HR News: 23 Jan, 2017

1.
Beat workplace stress: Nestle allows pet dogs in UK factory
The Switzerland headquartered multinational has decided to open its doors to pets, agreeing to the fact that dogs are workplace stress busters. 
Workplace stress has been itching organisations and employees alike, as it takes a toll on the physical and mental well-being of the employees, and consequently, impacts business results. In short, it results in productivity loss and poor output. Businesses have been trying various ways to combat workplace stress, and in that endeavour, Nestle has taken a unique route.
Nestle, with its headquarters in Switzerland, has decided to open its doors to pets, agreeing to the fact that dogs are workplace stress busters.
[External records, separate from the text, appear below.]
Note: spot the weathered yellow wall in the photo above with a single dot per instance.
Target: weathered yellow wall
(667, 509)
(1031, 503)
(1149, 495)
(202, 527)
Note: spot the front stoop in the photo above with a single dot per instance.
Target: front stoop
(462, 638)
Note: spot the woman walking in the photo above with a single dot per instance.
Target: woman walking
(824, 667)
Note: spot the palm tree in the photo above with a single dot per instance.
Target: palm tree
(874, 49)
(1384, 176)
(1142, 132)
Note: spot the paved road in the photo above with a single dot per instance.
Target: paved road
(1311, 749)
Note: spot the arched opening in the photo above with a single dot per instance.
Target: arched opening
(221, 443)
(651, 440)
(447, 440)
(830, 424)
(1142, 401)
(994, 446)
The company has a pet food factory at Sudbury in the UK, where employees will now be able to come to work with their pets. Being the first company ever in the UK to have allowed pets in the workplace, this is also the first time Nestle itself has ever allowed dogs or any other pets within any of its premises.

2.
Microsoft to cut 700 jobs as part of its previous announcement
The company is reportedly going to begin the trimming during its earnings call on 26 January.
In line with its previous announcement of plans to cut 2,850 jobs by June 2017, Microsoft is reportedly going to begin the trimming with an announcement of cutting down about 700 jobs during its earnings call on 26 January.
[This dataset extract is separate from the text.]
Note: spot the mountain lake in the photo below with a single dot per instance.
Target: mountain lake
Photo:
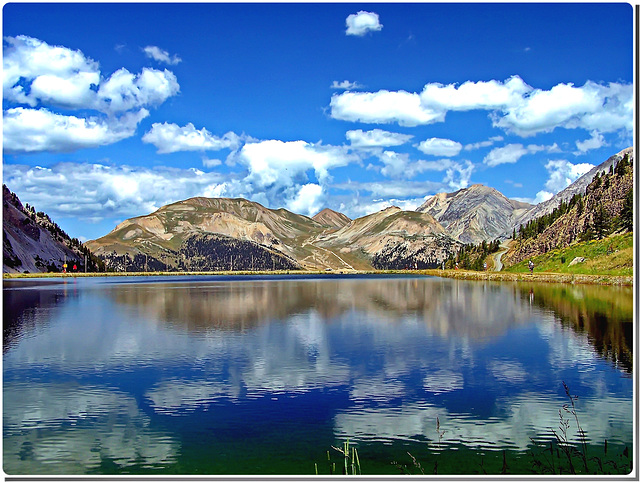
(264, 375)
Apparently, most of the 2,850 roles that may be cut have already been eliminated. The cuts may not be concentrated in any particular area, but are part of an effort to update skills across the company.
The company had over 114,000 employees as of 30 June, 2016, the end of its last fiscal year. At the same, it has over 1,000 open positions that it's seeking to fill through LinkedIn.
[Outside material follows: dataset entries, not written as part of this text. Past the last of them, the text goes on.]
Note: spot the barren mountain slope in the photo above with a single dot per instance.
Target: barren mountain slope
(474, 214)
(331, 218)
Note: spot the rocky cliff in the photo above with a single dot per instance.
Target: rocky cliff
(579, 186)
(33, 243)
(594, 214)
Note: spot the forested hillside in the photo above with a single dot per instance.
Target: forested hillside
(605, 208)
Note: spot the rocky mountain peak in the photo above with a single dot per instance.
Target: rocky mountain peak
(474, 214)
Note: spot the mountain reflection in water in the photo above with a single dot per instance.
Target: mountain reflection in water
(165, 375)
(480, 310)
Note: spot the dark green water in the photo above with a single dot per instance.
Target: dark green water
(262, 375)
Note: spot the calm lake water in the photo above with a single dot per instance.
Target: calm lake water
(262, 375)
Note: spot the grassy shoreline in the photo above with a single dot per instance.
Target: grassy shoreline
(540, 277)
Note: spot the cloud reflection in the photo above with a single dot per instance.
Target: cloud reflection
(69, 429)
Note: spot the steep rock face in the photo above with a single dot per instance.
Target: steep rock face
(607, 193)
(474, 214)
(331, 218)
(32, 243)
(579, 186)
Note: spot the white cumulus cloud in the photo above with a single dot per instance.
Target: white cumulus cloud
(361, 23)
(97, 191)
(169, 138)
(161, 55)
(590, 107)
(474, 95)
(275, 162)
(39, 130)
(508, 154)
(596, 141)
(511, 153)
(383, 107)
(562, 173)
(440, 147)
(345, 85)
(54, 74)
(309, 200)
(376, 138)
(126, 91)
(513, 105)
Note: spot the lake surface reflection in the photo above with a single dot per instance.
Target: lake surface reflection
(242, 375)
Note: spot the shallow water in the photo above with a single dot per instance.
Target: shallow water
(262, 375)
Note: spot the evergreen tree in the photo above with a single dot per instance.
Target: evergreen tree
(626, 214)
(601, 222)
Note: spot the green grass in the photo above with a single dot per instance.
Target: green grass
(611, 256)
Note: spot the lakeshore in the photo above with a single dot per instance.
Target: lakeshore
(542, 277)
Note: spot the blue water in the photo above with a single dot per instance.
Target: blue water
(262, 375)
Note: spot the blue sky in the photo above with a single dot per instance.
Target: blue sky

The cuts, not being specific, may reportedly range from the company's worldwide offices and business units, including sales, marketing, human resources, engineering, finance and more.

3.
Air India staff to get a pay raise after long wait.
Having turned operationally profitable in the last financial year, after about five years, Air India will now give a 2 per cent salary hike.
Following a few difficult years of dying profits and mounting losses, the national air carrier, Air India, has reportedly decided to provide a salary hike to its permanent staff. With things looking better, after about five years of poor revenue, Air India has now decided to give a two per cent salary hike to its permanent employees.
Aided by lower fuel costs and rise in passenger numbers, Air India posted an operational profit of Rs 105 crore in the last financial year. It was also the first time in a decade that the carrier turned operationally profitable.
In a communication to employees, Air India’s executive director, A Jayachandran, recently shared that in view of the last fiscal’s operating profit, the company has decided that the yearly increment rate—for all categories of permanent employees of Air India and its employees posted in subsidiaries—will be applicable at two per cent.